Però si è guadagnato anche dei meriti, che varrebbero un monumento. L’esempio più eclatante, che ha confermato le sue capacità manageriali, è il risanamento finanziario della federazione che, quando l’ha presa, era ridotta alla canna del gas.  Roda, il suo successore, dovrà faticare parecchio per reggere il confronto in questo campo. Glielo auguriamo di cuore, proprio mentre Morzenti esce di  scena in malo modo sotto il profilo umano, ma guadagnandosi  l’onore delle armi sotto l’aspetto dirigenziale. Cosa che nella storia della Fisi ha avuto ben pochi uguali, men che meno da parte di chi lo ha avversato.
Il suo caso giudiziario mi ricorda quello di un mio amico, sindaco di un paese sul lago di Como che viveva sul turismo e da ottobre  ad aprile si chiudeva in se stesso, per riprendere attività e vita con la nuova stagione. Con la sua politica illuminata rimise a nuovo il paese, ponendo le basi perché  alberghi ed esercizi pubblici restassero aperti per tutto l’anno, creando così nuovi posti di lavoro. Da presidente dell’USL, come si chiamavano allora i distretti sanitari, costruì un ospedale modello. Preventivo di 23 miliardi di lire, realizzato nei tempi stabiliti da Impregilo, spesso coinvolta in storie di mazzette, con una maggior spesa  finale di soli 150 milioni dei quali, comunque, quando per ragioni di cronaca andai a visitare l’ospedale, dimostrò punto per punto l’impiego.
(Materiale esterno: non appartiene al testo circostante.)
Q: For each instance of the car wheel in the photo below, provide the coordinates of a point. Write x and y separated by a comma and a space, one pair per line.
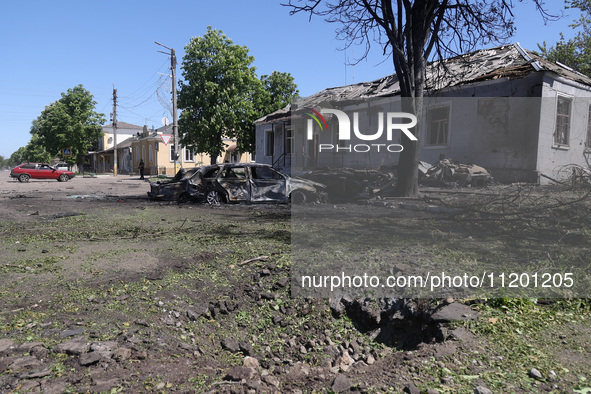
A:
183, 198
214, 198
297, 197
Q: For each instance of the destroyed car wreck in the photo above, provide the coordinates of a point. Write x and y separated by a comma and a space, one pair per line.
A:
235, 183
348, 184
452, 174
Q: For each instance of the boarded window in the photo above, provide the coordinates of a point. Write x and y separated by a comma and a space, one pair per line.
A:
437, 125
289, 143
189, 155
269, 143
561, 133
264, 173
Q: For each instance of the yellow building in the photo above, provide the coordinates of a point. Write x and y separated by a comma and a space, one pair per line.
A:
156, 148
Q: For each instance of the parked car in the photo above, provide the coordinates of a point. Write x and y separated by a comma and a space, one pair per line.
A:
234, 183
62, 167
27, 171
180, 188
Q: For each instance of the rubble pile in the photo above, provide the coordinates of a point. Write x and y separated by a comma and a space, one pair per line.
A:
454, 174
348, 184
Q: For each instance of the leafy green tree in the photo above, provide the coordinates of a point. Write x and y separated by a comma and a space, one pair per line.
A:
275, 91
217, 95
70, 122
412, 32
279, 90
575, 52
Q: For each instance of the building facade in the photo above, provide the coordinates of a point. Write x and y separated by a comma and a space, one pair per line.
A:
518, 115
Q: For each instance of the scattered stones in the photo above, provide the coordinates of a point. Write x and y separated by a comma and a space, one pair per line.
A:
482, 390
251, 362
74, 347
23, 362
341, 383
71, 333
105, 349
90, 358
230, 345
535, 374
6, 345
100, 385
454, 312
245, 348
28, 346
282, 283
410, 388
345, 361
121, 354
40, 352
36, 374
239, 373
271, 381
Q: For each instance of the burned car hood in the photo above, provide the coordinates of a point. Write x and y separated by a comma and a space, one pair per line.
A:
306, 184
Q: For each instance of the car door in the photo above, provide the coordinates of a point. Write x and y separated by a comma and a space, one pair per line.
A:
267, 185
45, 171
234, 180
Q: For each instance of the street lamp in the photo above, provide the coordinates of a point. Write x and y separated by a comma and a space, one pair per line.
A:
175, 121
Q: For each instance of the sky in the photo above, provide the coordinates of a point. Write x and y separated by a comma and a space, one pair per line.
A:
50, 47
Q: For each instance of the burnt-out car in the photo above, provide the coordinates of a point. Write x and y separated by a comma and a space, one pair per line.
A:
240, 182
255, 183
180, 188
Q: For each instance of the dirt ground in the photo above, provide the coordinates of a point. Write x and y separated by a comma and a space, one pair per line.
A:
103, 290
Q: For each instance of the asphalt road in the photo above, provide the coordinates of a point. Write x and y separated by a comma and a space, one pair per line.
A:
106, 185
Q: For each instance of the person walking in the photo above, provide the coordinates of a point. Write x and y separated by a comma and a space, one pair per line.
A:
141, 167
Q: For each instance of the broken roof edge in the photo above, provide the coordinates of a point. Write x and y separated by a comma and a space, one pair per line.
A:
510, 61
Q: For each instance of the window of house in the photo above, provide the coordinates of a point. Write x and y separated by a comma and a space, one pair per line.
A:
588, 142
172, 152
561, 133
289, 141
437, 125
189, 155
269, 143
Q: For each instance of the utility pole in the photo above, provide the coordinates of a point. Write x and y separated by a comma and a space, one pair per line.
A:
114, 131
175, 121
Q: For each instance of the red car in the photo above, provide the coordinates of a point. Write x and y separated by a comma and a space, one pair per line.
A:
27, 171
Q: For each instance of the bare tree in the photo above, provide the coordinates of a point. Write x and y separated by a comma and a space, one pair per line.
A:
412, 32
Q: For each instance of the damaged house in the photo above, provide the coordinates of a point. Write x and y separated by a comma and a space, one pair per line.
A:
521, 117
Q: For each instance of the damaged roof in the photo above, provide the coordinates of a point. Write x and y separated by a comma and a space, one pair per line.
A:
506, 61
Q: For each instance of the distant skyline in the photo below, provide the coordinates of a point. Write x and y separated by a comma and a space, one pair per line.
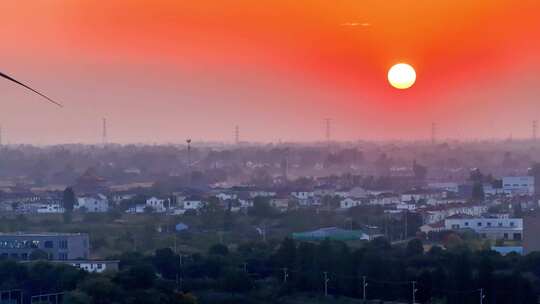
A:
164, 70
Mai vista, in più di 50 anni di giornalismo, un’altra opera che abbia rispettato tempi e preventivo come questa.
Avversari politici e maldicenze di paese portarono la Finanza a controllare i suoi conti, riscontrando cifre delle quali non poteva giustificare la provenienza. Dell’ordine complessivamente inferiore al milione, il “nero” del negozio di libreria di cui  era titolare, e contributi che una banca locale gli dava, destinati a scopi sociali del Comune, che per una serie di guazzabugli burocratici non potevano essere versati direttamente all’ente pubblico. Venne condannato per concussione e, dopo la morte della moglie per un male incurabile, andò in depressione. Finì suicida. Lo compiangono ancora.